The defence of intoxication is also available for murder, but only to negate specific intent so as to reduce the charge to manslaughter. The question with respect to intoxication is whether, as a result of the impairment, the accused foresaw that his or her actions would likely cause the death of the victim.

Section 16 of the Criminal Code of Canada also sets out the defence of mental disorder. This requires a defence application that the accused be found Not Criminally Responsible, often referred to as an NCR application on account of mental disorder. Also, mental disorder, short of a Section 16 defence, is relevant to the question of whether the accused had the necessary intent for murder.

In addition to the aforementioned partial defences, there are complete defences available for murder, including self-defence, which is set out in Section 34, and possibly the defence of necessity. It is still an open question if necessity is actually available as a complete defence for murder. Another example of a complete defence for murder is the prevention of a criminal offence as set out in Section 27. There is also common law defences to murder. One such defence is automatism not caused by a mental disorder. Another such defence is "battered woman syndrome" established by the Supreme Court of Canada in R. v. Lavallée, [1990] 1 S.C.R. 852, which allows self defence to be raised on the basis of "reasonable grounds to apprehend death or serious bodily injury" even in the absence of an immediate attack.

Section 34 of the Criminal Code of Canada provides as follows:

34 (1) A person is not guilty of an offence if

(a) they believe on reasonable grounds that force is being used against them or another person or that a threat of force is being made against them or another person;

(b) the act that constitutes the offence is committed for the purpose of defending or protecting themselves or the other person from that use or threat of force; and

(c) the act committed is reasonable in the circumstances.

(2) In determining whether the act committed is reasonable in the circumstances, the court shall consider the relevant circumstances of the person, the other parties and the act, including, but not limited to, the following factors:

(a) the nature of the force or threat;

(b) the extent to which the use of force was imminent and whether there were other means available to respond to the potential use of force;

(c) the person's role in the incident;

(d) whether any party to the incident used or threatened to use a weapon;

(e) the size, age, gender and physical capabilities of the parties to the incident;

(f) the nature, duration and history of any relationship between the parties to the incident, including any prior use or threat of force and the nature of that force or threat;

(f.1) any history of interaction or communication between the parties to the incident;

(g) the nature and proportionality of the person's response to the use or threat of force; and

(h) whether the act committed was in response to a use or threat of force that the person knew was lawful.

(3) Subsection (1) does not apply if the force is used or threatened by another person for the purpose of doing something that they are required or authorized by law to do in the administration or enforcement of the law, unless the person who commits the act that constitutes the offence believes on reasonable grounds that the other person is acting unlawfully.

Section 27 of the Criminal Code of Canada provides as follows:

27 Every one is justified in using as much force as is reasonably necessary

(a) to prevent the commission of an offence

(i) for which, if it were committed, the person who committed it might be arrested without warrant, and

(ii) that would be likely to cause immediate and serious injury to the person or property of anyone; or

(b) to prevent anything being done that, on reasonable grounds, he believes would, if it were done, be an offence mentioned in paragraph (a).

Your best defence is my experience

I have a thorough understanding of the law surrounding confessions and identification, two areas of evidence that often prove to be critical in murder or manslaughter cases.

Murder cases must be tried by a jury, unless the Crown consents to a Judge alone trial which rarely occurs.

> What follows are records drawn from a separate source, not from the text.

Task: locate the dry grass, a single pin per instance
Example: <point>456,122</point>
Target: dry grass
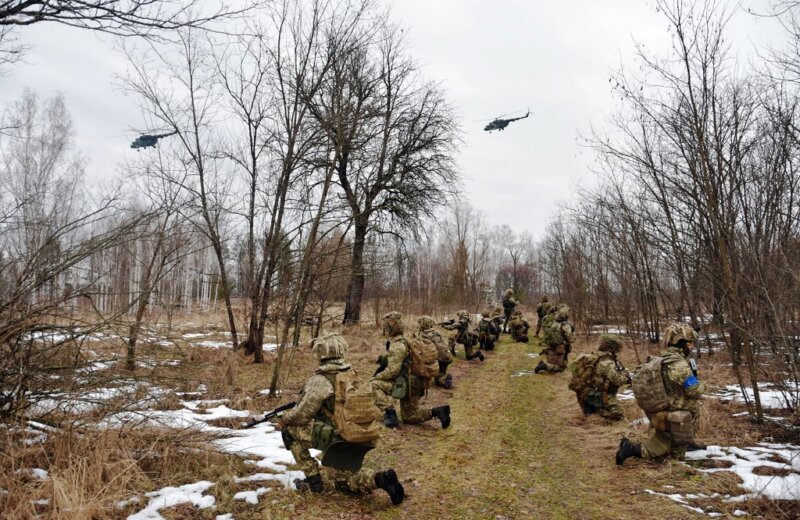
<point>517,447</point>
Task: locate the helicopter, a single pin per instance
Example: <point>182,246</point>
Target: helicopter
<point>147,141</point>
<point>500,123</point>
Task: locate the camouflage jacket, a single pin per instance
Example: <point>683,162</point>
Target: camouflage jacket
<point>608,376</point>
<point>681,384</point>
<point>396,355</point>
<point>558,333</point>
<point>542,309</point>
<point>442,352</point>
<point>519,324</point>
<point>317,391</point>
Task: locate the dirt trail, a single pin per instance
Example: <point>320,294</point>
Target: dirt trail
<point>518,448</point>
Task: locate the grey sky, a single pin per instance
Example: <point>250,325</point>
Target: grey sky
<point>492,58</point>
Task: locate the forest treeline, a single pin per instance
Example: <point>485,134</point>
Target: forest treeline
<point>311,178</point>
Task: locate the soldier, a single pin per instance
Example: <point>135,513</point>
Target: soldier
<point>487,331</point>
<point>605,379</point>
<point>558,337</point>
<point>673,429</point>
<point>541,311</point>
<point>428,331</point>
<point>509,304</point>
<point>518,327</point>
<point>317,405</point>
<point>497,319</point>
<point>395,381</point>
<point>464,335</point>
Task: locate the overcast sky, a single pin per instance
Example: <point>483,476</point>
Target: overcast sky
<point>492,58</point>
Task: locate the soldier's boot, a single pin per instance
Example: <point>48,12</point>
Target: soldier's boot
<point>628,448</point>
<point>387,481</point>
<point>312,484</point>
<point>390,419</point>
<point>443,414</point>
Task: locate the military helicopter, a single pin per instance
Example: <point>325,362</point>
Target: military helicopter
<point>499,123</point>
<point>148,141</point>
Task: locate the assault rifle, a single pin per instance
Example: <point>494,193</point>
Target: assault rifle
<point>383,362</point>
<point>271,415</point>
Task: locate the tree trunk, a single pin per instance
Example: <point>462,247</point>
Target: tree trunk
<point>355,288</point>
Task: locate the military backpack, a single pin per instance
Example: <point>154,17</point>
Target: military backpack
<point>355,415</point>
<point>648,386</point>
<point>582,369</point>
<point>424,358</point>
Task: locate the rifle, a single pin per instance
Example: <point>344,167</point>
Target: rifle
<point>271,415</point>
<point>383,362</point>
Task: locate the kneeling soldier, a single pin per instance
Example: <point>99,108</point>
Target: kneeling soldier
<point>316,407</point>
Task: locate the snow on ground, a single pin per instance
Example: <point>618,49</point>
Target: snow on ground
<point>172,496</point>
<point>785,458</point>
<point>262,446</point>
<point>267,347</point>
<point>770,397</point>
<point>251,497</point>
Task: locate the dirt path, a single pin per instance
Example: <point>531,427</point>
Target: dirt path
<point>518,448</point>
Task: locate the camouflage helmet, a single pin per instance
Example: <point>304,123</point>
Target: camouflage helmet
<point>426,322</point>
<point>675,332</point>
<point>610,343</point>
<point>329,346</point>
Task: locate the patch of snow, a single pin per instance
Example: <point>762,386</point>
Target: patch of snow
<point>251,497</point>
<point>122,504</point>
<point>745,460</point>
<point>172,496</point>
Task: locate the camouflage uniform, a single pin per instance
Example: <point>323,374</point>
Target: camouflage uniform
<point>608,376</point>
<point>464,334</point>
<point>444,357</point>
<point>518,327</point>
<point>317,398</point>
<point>684,389</point>
<point>487,331</point>
<point>558,336</point>
<point>509,304</point>
<point>541,311</point>
<point>384,383</point>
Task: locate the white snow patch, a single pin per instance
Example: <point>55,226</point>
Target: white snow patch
<point>770,397</point>
<point>745,460</point>
<point>172,496</point>
<point>251,497</point>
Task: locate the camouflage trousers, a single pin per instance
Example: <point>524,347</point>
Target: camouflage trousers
<point>410,412</point>
<point>556,359</point>
<point>442,375</point>
<point>299,440</point>
<point>661,443</point>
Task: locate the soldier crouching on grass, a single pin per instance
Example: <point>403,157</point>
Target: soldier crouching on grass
<point>672,373</point>
<point>317,408</point>
<point>395,381</point>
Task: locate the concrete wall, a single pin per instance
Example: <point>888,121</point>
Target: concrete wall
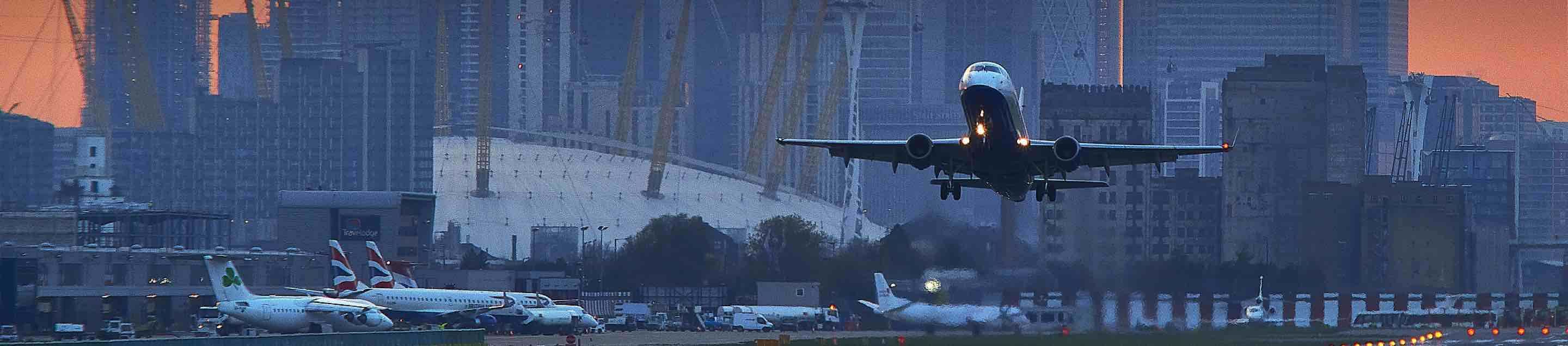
<point>451,337</point>
<point>789,293</point>
<point>57,227</point>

I have the necessary experience, advocacy skills and confidence to convincingly argue your case to the jury.

My experience allows me to represent clients facing any type of homicide charge in or around Toronto, including:

  • First-degree murder: murder with planning and deliberation, murder for hire, murder of a police officer, murder committed during another offence, such as robbery or armed robbery
  • Second-degree murder
  • Attempted murder
  • Manslaughter
  • Criminal negligence causing death

Examples of Successful Cases

Click on the following links for summaries of a few of my successes:

R. v. C.D.


Charge: Manslaughter with a Firearm

R. v. K.L.D.S.


Charges:


(1) First Degree Murder;


(2) Aggravated Assault

R. v. J.M.


Charge: Second Degree Murder

R. v. R.F., et al


Charge: First Degree Murder

Please note that past results are not necessarily indicative of future results. Other litigation outcomes will vary according to the facts in individual cases.

DNA and Other Forensic Evidence

Forensic evidence, such as DNA evidence, is just one type of evidence that the Crown can try to introduce against a person accused of a crime. The defence can challenge the admissibility of forensic evidence on the basis of relevance, prejudice or that there is a lack of a sufficient scientific foundation to make the evidence reliable and worthy of being admitted, in other words, the forensic evidence is inadmissible because it is based on "junk science".

Over the years, there have been several types of forensic evidence that have been rejected by the courts in the United States and, to a lesser extent, Canada, including voice print identification, comparative bullet lead analysis and several indicators of arson dependent on visual cues.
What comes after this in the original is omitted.